Et, comme le lui a conseillé monsieur le curé, il y a longtemps, il entend partager avec les siens ses connaissances et son expérience acquises à Winnipeg. Il reprend l’usine de sciage de M. Richstone et devient gérant d’une industrie d’engrais chimique que M. de Blamon possède à Montréal. Et là ne s’arrête pas son implication dans la société :

« Son esprit actif et ingénieux sut mener à bien et de front ces entreprises parallèles. Par des expériences directes faites sur ses terres, dont lui-même dirigeait l’exploitation, il convainquit les « habitants » de la supériorité des procédés scientifiques tels que : drainage des sols humides, substitution de l’assolement à l’ancien système de la jachère, sélection des semences, adaptation des engrais chimiques à la nature du sol, perfectionnement des instruments aratoires, etc. / Secondant les tentatives du ministère de l’agriculture, par ses soins, des conférences populaires furent organisées, des congrès régionaux établis, les expositions agricoles multipliées, la diffusion des revues scientifiques favorisées ; en un mot, un nouvel élan fut imprimé à l’intelligence comme à l’initiative des populations rurales. »

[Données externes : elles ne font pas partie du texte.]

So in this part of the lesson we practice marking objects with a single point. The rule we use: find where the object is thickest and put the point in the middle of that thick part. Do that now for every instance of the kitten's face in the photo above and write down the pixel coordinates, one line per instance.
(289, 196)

J. F. Simon, tout comme Groulx, prêche contre les mariages mixtes. « Un autre résultat de cette même promiscuité protestante, c’est la plaie des mariages mixtes »; « Il y a une affinité héréditaire entre les âmes d’une même race. » D’ailleurs, le mariage de M. Richstone finit par battre de l’aile.

Le nationalisme que J. F. Simon exprime dans son roman peut nous sembler un peu tordu. Pour lui, et c’est clair, il ne faut surtout pas compter sur les Anglais, ils vont toujours essayer de contrecarrer le développement du peuple canadien-français, dans l’Ouest comme au Québec. Monsieur Richstone, en tant que « partisan d’un libéralisme large, dont s’honorent grand nombre d’Anglais » est une exception. Autrement dit, c’est un Anglais sympathique. Le hic n’est pas là, mais plutôt dans le rôle que Simon attribue aux Canadiens français. Qui vient à la rescousse du pauvre Canadien français qui fait faillite,  qui va jusqu’à résoudre les  conflits amoureux et qui sauve tout le monde, tout compte fait ? Non ce n’est pas Monsieur le curé, cette fois-ci, mais M. Richstone. Et quand ce n’est pas le bon papa anglais, c’est le grand-papa français : M. de Blamon, un industriel installé à Winnipeg, tout aussi paternaliste que Richstone. Bref, les Canadiens français, seuls, n’ont aucune initiative, ne semblent parvenir à rien, agissent comme des serfs devant leurs maîtres. De véritables quêteux! Pire encore, ce que mon résumé de dit pas, c’est l’attitude de Gaston qui refuse de gravir les échelons sociaux de peur de se salir les mains avec l’argent de la réussite. « Le nombre des déclassés n’est que trop considérable et je préfère  demeurer dans une sphère plus humble, mieux en rapport avec mon éducation, mes aptitudes  et ma modeste origine. » Né pour un petit pain...

Sur un autre sujet, il est clair que c’est l’industrie (voir Robert Lozé), et non l’agriculture, qui peut permettre au peuple canadien-français de prendre sa place et de s’imposer au plan national. Le roman se clôt ainsi : «  Puisse son exemple susciter des imitateurs parmi les jeunes, car notre peuple sera d’autant plus redoutable à ses adversaires, que plus nombreux se lèveront les émules de ce vaillant « sans peur comme sans reproche ». Ce vaillant, c’est bien sûr Gaston, devenu industriel.

C’est un roman populaire et je suppose qu’on peut lui pardonner bien des invraisemblances, des rebondissements qui servent la thèse de l'auteur, des coups de théâtre… et des digressions qui ne visent qu’à remplir des pages (le congrès eucharistique, la magie de Noël, les conflits ouvriers à l’usine de M. Blamon).